Is a reboot pending? (unit: count, 0 = no, lower is better)

$pending = (Test-Path 'HKLM:\SOFTWARE\Microsoft\Windows\CurrentVersion\Component Based Servicing\RebootPending') -or            (Test-Path 'HKLM:\SOFTWARE\Microsoft\Windows\CurrentVersion\WindowsUpdate\Auto Update\RebootRequired') if ($pending) { 1 } else { 0 } 

Suggested bands: [{"op":">","value":0,"severity":"warning"}]

Count of stopped automatic-start services (unit: count, lower is better)

(Get-CimInstance Win32_Service -Filter "StartMode='Auto' AND State!='Running'").Count 

Suggested bands: [{"op":">","value":0,"severity":"warning"}]

Days since last successful backup (unit: days, lower is better — demonstrates throw)

$marker = 'C:\Backups\last_success.txt' if (-not (Test-Path $marker)) { throw 'backup success marker not found' } ((Get-Date) - (Get-Item $marker).LastWriteTime).TotalDays 

Suggested bands: [{"op":">","value":2,"severity":"critical"},{"op":">","value":1,"severity":"warning"}] If the marker is missing, the script throws and the check reads Unknown — which is itself a signal worth surfacing.


Best practices

  • Return one number, nothing else.

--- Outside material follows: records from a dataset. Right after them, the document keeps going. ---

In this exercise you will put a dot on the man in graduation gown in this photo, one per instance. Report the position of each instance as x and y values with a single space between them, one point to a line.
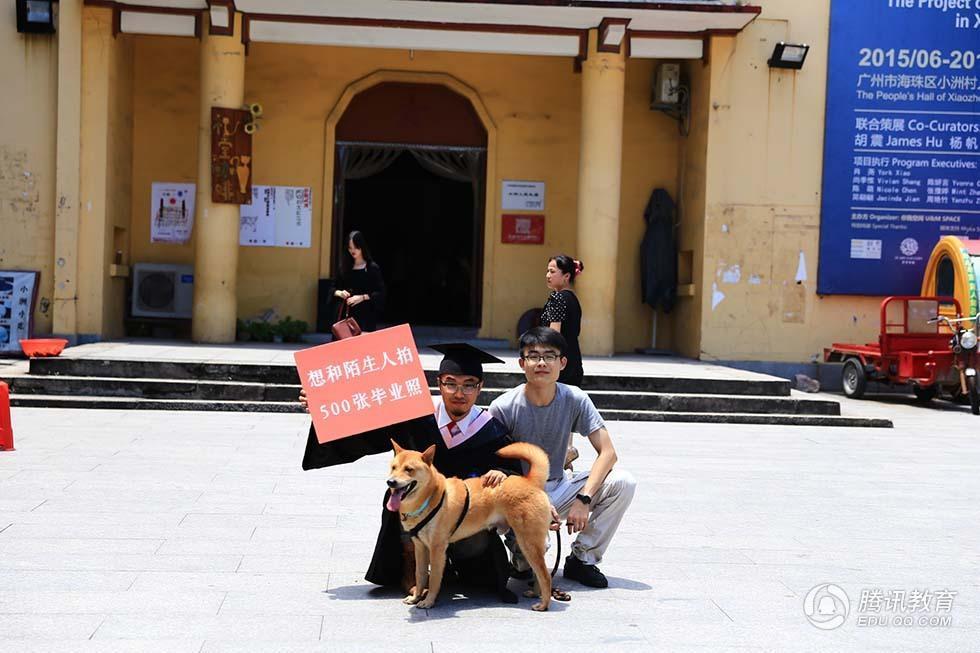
466 439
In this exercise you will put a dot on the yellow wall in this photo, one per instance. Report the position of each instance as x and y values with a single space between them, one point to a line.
532 101
650 146
28 77
765 153
685 320
106 172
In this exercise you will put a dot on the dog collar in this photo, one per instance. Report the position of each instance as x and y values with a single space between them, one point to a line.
422 524
421 509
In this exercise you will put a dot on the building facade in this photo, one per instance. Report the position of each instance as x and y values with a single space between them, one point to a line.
359 102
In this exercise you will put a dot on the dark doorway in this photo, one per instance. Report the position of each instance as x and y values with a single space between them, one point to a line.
410 172
422 231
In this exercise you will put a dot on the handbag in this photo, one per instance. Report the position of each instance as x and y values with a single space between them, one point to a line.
345 326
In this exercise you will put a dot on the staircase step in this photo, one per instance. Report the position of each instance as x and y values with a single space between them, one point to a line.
286 375
746 418
139 403
250 391
133 403
183 389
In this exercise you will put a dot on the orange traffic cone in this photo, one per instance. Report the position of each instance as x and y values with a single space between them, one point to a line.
6 428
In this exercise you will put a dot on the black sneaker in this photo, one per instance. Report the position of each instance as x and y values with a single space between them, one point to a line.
588 575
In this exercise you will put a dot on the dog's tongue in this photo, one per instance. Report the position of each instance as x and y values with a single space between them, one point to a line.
394 501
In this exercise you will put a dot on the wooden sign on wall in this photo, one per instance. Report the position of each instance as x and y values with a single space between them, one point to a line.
231 156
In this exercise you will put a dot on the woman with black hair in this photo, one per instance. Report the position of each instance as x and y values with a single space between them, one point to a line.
563 313
360 284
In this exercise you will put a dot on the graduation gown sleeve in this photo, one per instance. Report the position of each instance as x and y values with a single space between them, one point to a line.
347 450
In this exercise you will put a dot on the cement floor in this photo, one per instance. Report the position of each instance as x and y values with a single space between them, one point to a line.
154 531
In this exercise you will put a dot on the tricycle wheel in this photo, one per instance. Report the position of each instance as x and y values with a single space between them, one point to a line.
971 385
924 394
853 379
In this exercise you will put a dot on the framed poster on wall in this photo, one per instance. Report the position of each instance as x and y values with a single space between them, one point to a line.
18 292
279 216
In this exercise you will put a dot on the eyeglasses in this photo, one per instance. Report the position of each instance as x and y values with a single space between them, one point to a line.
467 388
535 357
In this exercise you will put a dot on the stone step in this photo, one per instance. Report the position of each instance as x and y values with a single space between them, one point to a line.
131 403
246 391
286 375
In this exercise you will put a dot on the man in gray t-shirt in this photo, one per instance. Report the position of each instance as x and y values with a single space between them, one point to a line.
545 412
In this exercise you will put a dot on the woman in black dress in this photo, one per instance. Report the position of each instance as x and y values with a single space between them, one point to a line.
360 283
563 313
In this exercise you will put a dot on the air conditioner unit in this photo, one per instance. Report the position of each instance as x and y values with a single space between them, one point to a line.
163 290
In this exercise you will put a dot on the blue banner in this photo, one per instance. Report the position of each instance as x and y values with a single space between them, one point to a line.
902 141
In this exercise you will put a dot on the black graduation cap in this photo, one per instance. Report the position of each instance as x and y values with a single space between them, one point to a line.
463 359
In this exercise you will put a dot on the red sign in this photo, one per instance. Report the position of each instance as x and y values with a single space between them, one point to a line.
363 383
523 229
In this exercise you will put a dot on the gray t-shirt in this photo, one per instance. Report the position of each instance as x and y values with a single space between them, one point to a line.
550 427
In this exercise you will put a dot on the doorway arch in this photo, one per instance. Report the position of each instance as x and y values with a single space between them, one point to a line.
447 116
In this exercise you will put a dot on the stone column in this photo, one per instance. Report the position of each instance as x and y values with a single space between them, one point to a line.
67 167
217 225
599 177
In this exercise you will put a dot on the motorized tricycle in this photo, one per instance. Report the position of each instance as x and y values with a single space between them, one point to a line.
911 350
963 344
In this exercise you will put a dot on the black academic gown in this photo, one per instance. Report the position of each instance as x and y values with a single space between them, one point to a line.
474 457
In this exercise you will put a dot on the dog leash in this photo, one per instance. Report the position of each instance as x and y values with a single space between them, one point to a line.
466 507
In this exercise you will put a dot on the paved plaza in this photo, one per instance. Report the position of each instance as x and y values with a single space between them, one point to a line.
159 531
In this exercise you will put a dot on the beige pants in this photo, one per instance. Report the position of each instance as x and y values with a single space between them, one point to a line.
605 512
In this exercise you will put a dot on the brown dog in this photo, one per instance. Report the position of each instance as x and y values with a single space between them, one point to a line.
436 510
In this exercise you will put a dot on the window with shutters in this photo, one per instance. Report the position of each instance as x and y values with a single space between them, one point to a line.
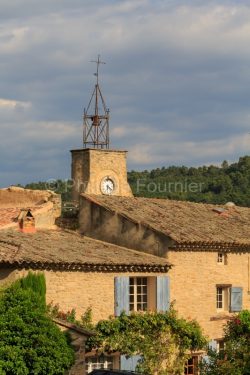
191 366
221 258
141 294
222 298
228 298
220 345
99 362
138 293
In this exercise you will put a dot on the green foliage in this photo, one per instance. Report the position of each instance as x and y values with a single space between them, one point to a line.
70 316
162 339
235 358
30 343
35 282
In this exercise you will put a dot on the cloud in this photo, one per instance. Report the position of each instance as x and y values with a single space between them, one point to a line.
177 81
14 104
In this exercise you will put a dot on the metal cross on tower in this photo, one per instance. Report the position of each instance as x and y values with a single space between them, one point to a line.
96 117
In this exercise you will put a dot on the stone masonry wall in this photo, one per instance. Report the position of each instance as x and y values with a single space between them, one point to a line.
193 285
78 290
101 163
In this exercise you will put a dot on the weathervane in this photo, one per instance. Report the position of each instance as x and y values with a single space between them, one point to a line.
96 117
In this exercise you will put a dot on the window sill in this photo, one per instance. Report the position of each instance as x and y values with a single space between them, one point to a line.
226 315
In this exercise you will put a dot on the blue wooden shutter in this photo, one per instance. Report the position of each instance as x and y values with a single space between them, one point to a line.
162 293
129 363
121 295
236 299
212 345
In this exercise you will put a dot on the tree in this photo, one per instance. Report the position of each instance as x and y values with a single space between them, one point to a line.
235 358
162 339
30 343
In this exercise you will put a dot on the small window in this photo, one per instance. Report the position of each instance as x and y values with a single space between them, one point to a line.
191 366
221 258
222 298
99 362
138 294
220 345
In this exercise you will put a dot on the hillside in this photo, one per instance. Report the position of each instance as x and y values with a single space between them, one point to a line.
208 184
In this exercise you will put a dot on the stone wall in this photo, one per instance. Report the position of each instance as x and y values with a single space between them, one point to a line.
193 285
101 163
78 290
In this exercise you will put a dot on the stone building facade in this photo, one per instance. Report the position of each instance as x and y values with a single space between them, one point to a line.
208 245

If you must compute intermediate values, don't print them — only the final number should reach output.
  • Throw instead of guessing. If you can't get a trustworthy reading, throw. A wrong number is worse than an honest Unknown.
  • Keep it read-only and fast. Checks run fleet-wide on a schedule. Avoid slow queries, network calls, and anything that changes the device.
  • Set a realistic timeout. Long enough for a healthy device, short enough that a hung measurement is reported as Unknown promptly.
  • Test on a device before binding it broadly. Use Test on a device and confirm the raw output is the single number you expect.

Frequently Asked Questions

My check shows "Unknown" — what does that mean? It means K12Panel didn't get a reliable number — usually because your script threw, timed out, or produced something that wasn't a single number. Unknown is intentional; it's the honest state for "couldn't measure." Test the script on a device to see its raw output.

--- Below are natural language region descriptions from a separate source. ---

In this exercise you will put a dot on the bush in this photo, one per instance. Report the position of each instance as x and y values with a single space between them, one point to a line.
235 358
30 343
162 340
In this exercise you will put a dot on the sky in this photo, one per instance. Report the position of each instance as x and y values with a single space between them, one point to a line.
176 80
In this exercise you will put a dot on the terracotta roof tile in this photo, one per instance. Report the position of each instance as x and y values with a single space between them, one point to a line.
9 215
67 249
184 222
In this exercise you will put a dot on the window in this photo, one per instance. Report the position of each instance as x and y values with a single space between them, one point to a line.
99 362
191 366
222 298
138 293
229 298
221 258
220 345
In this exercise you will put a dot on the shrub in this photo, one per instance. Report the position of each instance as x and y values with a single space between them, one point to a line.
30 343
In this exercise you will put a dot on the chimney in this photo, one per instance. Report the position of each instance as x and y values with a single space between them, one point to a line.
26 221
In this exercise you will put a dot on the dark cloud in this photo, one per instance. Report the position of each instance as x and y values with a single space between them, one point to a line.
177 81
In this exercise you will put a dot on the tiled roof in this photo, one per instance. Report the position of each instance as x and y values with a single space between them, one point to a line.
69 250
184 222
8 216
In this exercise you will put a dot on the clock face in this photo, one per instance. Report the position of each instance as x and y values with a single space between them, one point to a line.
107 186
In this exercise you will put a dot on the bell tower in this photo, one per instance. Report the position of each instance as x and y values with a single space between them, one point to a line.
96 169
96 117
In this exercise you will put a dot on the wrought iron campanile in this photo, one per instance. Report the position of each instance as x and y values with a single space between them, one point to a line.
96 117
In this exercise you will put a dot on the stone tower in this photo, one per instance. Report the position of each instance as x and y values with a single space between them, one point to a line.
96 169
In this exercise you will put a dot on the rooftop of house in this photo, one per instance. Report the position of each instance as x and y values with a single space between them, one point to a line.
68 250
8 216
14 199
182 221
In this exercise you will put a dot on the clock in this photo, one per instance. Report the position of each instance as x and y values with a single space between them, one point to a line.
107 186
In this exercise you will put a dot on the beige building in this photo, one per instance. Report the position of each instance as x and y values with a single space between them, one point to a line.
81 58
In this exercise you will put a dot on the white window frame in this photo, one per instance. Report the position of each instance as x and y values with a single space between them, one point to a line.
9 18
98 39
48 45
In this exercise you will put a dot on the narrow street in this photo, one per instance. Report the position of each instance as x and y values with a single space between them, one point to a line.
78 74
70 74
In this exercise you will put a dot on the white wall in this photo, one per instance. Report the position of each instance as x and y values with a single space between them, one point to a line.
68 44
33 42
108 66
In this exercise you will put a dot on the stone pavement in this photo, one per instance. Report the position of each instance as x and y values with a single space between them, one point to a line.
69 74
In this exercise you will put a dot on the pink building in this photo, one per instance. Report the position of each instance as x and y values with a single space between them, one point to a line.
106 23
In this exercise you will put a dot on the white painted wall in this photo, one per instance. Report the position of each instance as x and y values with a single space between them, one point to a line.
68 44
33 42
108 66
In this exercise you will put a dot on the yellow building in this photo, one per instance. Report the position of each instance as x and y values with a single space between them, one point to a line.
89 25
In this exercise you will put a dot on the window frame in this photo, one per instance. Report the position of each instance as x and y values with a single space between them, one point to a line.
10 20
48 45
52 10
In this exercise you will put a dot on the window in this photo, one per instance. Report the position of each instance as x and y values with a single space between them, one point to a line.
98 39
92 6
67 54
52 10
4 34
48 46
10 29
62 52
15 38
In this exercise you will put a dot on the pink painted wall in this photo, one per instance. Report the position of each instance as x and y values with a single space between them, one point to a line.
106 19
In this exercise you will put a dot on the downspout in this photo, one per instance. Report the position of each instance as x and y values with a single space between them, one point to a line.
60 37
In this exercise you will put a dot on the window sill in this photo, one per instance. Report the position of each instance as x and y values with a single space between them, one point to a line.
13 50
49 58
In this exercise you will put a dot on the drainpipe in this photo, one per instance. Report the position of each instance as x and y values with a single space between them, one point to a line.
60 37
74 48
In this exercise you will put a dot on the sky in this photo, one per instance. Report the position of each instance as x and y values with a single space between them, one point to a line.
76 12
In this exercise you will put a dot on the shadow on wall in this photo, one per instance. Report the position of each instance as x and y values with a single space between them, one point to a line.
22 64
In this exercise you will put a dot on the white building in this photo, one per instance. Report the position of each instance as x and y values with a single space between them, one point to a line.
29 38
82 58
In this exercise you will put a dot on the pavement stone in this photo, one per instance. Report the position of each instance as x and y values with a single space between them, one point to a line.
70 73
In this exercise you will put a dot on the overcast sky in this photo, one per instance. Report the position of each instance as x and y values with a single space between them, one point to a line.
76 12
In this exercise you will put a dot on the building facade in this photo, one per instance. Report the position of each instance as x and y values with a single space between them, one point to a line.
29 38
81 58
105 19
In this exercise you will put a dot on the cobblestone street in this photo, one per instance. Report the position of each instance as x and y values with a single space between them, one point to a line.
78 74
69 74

Can a check return a decimal, or only whole numbers? Either. 12, 12.5, and 0 are all valid. Percentages and "days since" values are commonly decimals.

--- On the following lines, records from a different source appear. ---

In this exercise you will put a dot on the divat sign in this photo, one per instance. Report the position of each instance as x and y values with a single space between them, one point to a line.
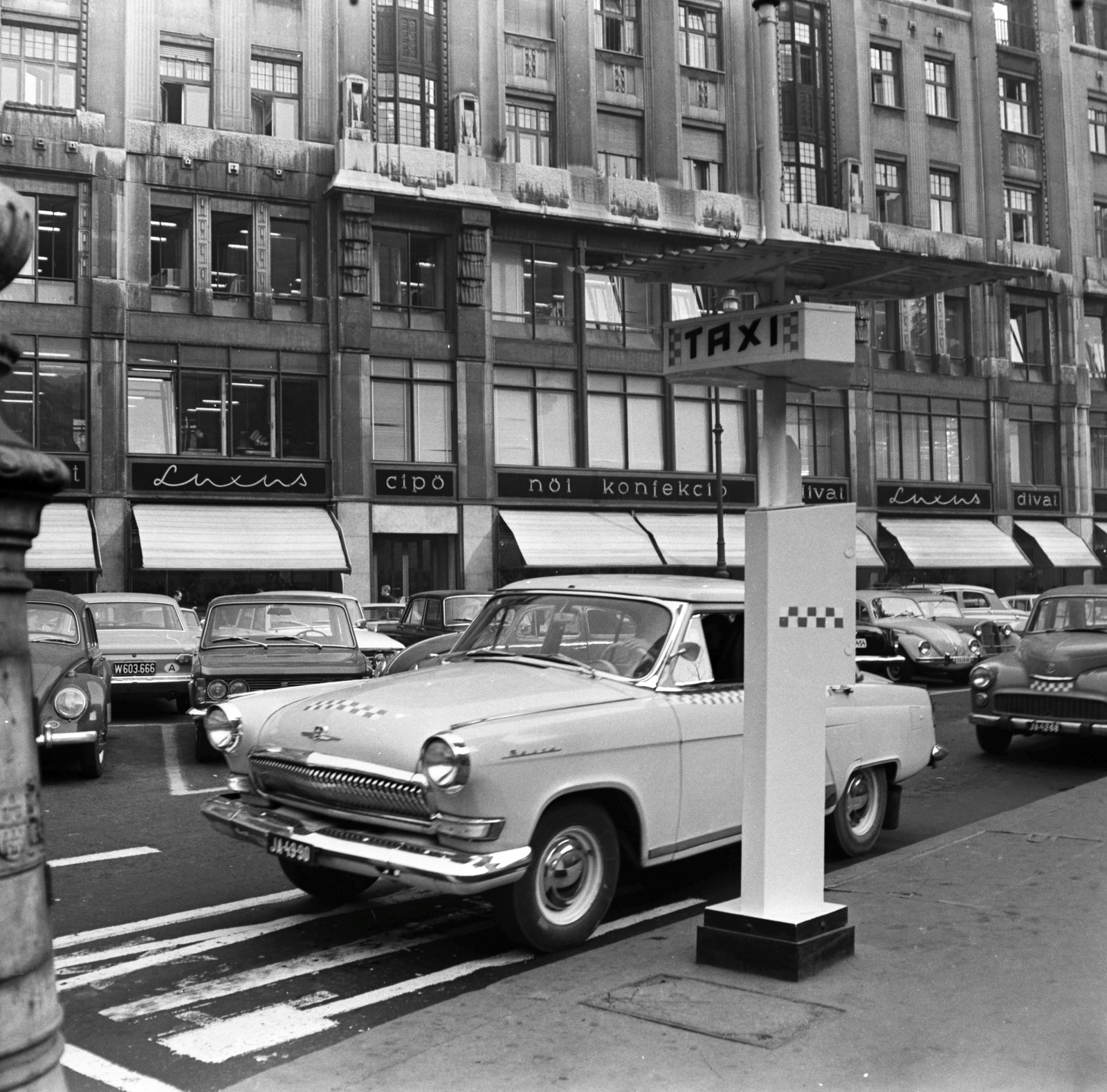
623 488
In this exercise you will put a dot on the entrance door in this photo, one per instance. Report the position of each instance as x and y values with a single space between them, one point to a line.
408 564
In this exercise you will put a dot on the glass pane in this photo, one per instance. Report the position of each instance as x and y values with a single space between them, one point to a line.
606 446
288 245
515 445
434 433
203 411
299 418
391 414
64 400
152 415
252 414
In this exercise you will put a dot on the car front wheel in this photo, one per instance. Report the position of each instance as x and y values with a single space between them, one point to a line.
328 885
854 826
568 887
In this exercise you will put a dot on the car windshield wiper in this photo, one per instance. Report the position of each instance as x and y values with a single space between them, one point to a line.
245 641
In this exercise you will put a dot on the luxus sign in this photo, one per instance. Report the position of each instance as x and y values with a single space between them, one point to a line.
806 343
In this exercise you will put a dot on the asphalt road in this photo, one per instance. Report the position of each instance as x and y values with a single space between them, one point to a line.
219 992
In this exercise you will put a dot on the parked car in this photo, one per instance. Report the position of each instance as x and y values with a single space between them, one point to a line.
927 647
577 719
1055 682
71 678
994 636
147 642
273 641
430 614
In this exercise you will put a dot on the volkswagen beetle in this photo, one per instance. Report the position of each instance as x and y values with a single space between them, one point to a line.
578 721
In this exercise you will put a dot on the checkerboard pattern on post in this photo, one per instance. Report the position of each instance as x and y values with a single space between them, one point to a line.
811 618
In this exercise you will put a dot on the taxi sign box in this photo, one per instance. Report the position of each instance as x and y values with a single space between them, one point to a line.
808 344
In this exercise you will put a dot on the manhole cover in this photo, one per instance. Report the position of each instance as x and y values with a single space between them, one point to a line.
711 1009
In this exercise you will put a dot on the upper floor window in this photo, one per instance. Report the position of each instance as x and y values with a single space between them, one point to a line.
529 129
409 280
46 400
699 37
275 98
885 66
38 66
413 411
186 84
939 88
1016 104
617 26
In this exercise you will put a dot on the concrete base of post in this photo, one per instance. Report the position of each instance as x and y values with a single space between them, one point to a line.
791 951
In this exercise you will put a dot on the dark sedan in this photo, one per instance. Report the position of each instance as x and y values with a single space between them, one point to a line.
71 678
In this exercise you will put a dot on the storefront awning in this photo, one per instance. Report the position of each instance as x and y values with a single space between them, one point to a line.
579 540
239 537
938 544
66 540
1064 549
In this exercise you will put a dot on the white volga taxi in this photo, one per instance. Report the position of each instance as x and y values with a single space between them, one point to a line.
579 721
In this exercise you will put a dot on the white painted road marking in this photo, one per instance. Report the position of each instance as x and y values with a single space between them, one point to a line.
177 785
109 1073
90 936
110 855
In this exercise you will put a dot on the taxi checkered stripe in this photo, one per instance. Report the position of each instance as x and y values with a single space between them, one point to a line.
343 705
811 618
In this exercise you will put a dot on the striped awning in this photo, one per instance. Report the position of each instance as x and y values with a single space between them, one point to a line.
963 544
66 540
1064 548
239 537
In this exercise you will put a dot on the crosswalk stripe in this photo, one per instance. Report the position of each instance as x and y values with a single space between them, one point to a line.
114 1077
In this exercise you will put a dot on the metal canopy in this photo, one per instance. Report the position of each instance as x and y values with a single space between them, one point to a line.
844 271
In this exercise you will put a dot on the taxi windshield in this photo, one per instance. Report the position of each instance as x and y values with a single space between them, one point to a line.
1070 612
618 636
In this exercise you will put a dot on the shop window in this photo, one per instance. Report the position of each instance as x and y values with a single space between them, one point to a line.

How do I make a yes/no check? Return 1 for one state and 0 for the other, then band on it — for example [{"op":"<","value":1,"severity":"critical"}] treats 0 as critical. The service-running and reboot-pending samples above use this pattern.

Where do thresholds live — in the check or the policy? Thresholds (bands) live in the policy, per check. The check only measures. You can set default bands on the check so policies start from a sensible baseline, but each policy can override them — which is how the same check can be strict for servers and relaxed for laptops.

What is clear_value for? Hysteresis. Without it, a value sitting right on a threshold flaps between alert and clear. clear_value requires the metric to recover past a second, safer point before the issue clears.

Why did my check's history disappear after I edited it? Editing a check's script or bands clears its live state on purpose, so old readings taken under different logic don't linger. It re-measures on the next check-in.

Can a check fix a problem it finds? No — checks only measure. To act on what a check finds, wire a remediation to it in the policy editor. See Writing Custom Remediations.